Peter Hatch, Dulcian Patterns
premiere: Feb. 3, 2008
Commissioned with the support of the Canada Council for the Arts
Peter Hatch received a DMA degree from the University of British Columbia following MusBac and MusM degrees from the University of Toronto. His works have been performed at festivals such as the ISCM World Music Days, the Darmstadt Ferienkurse fur Neue Musik, the Angelica fesitval (Bologna), the Guelph Spring Festival, Scotiafest, the Vancouver New Music Festival, the Vancouver Early Music Festival and the International Computer Music Conference. His works have been recorded on numerous compact discs under the CBC Musica Viva, CMC Centrediscs, Conaccord, CBC and Artifact labels.
Theatrical and multi-media elements have been incorporated into many of his works and the writings of Gertrude Stein have also played an important role in his compositions.

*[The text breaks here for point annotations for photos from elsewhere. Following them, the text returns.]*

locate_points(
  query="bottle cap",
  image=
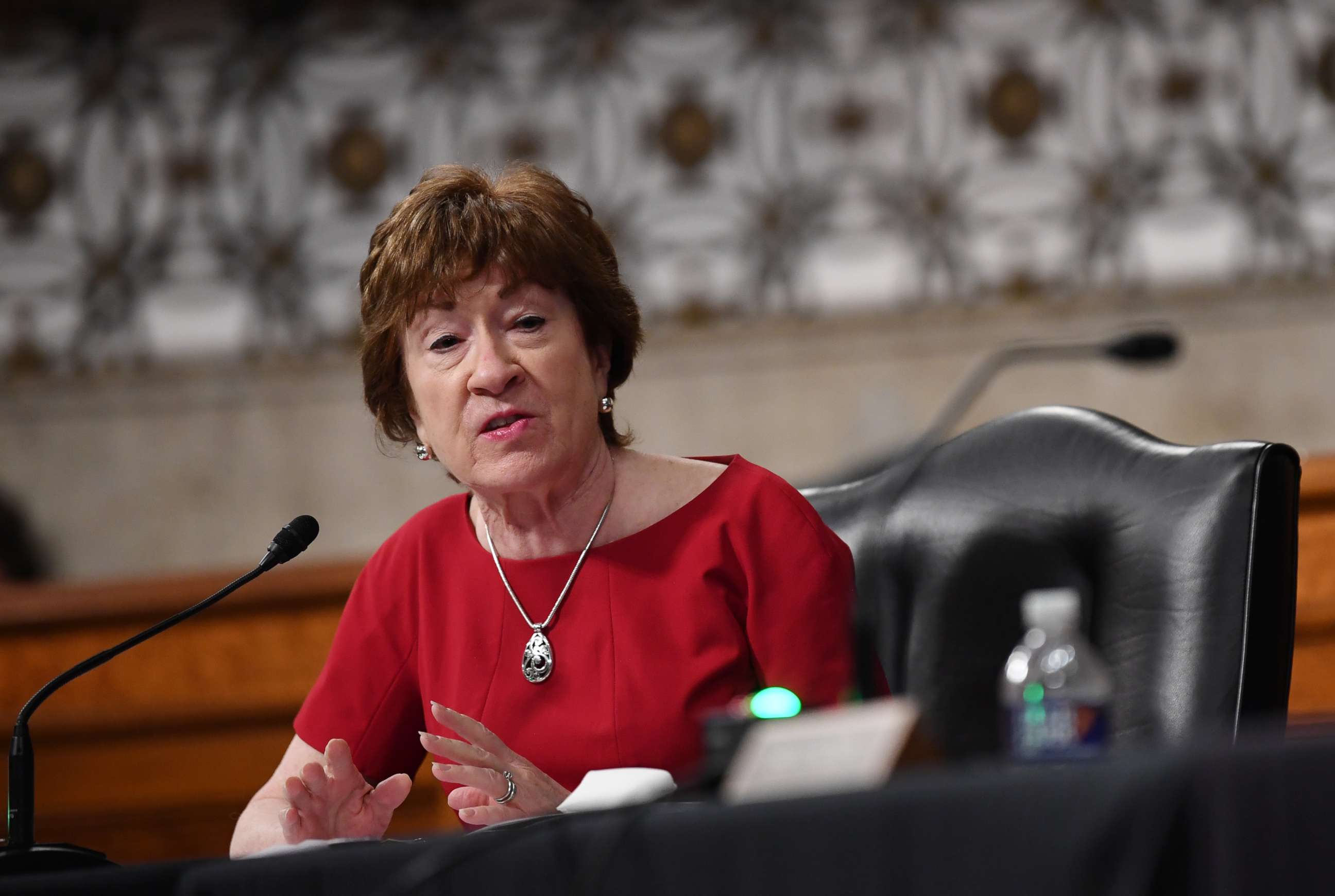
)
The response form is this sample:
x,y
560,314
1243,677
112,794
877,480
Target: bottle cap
x,y
1051,608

As well as his compositional work, Peter has been very active as the artistic director of new music ensembles and festivals. In 1985 he founded NUMUS Concerts, a Waterloo based new music organization. Peter is currently Artistic Director of the Open Ears Festival of Music and is also Professor and coordinator of the composition programme at Wilfrid Laurier University.
Upcoming premieres include his new work The Call of Amber, which will be performed by the Kitchener-Waterloo Symphony at Kitchener’s Centre in the Square and Reaching for Nothing, which will be presented at Waterloo’s Perimeter Institute on May 1st and 2nd, 2008.
Dulcian Patterns
The initial inspiration for Dulcian Patterns can be found in the sound colours of the bassoon, an instrument I spent many, many hours practicing and rehearsing in my performance career before my compositional interests prevented me from having the time to do so. The dulcian was the Renaissance predecessor to the bassoon. Until now, I have found it impossible to write for the bassoon in a solo context, as every musical imagining seemed haunted by others’ works that I knew so intimately. It is only recently that I have begun to feel that I might have enough distance from this material to pursue my own compositional ideas featuring this instrument and its gorgeous timbral world.
The three movements (slow, slower, fast) of this work are not a bassoon concerto per se, but they do frequently feature the varied ranges and timbres of the bassoon. A spatial arrangement of the players is meant to enrich the colour world of the piece. In recent works I have been investigating this kind of “acoustic Dolby 5.1” surround sound arrangement – designed with most of the acoustic “information” coming from the stage, while off-stage performers support it by immersing the audience in sound. In this case, this spatial arrangement also harkens back to the days of the Renaissance when the dulcian was in common use and composers such as Giovanni Gabrielli experimented with similarity.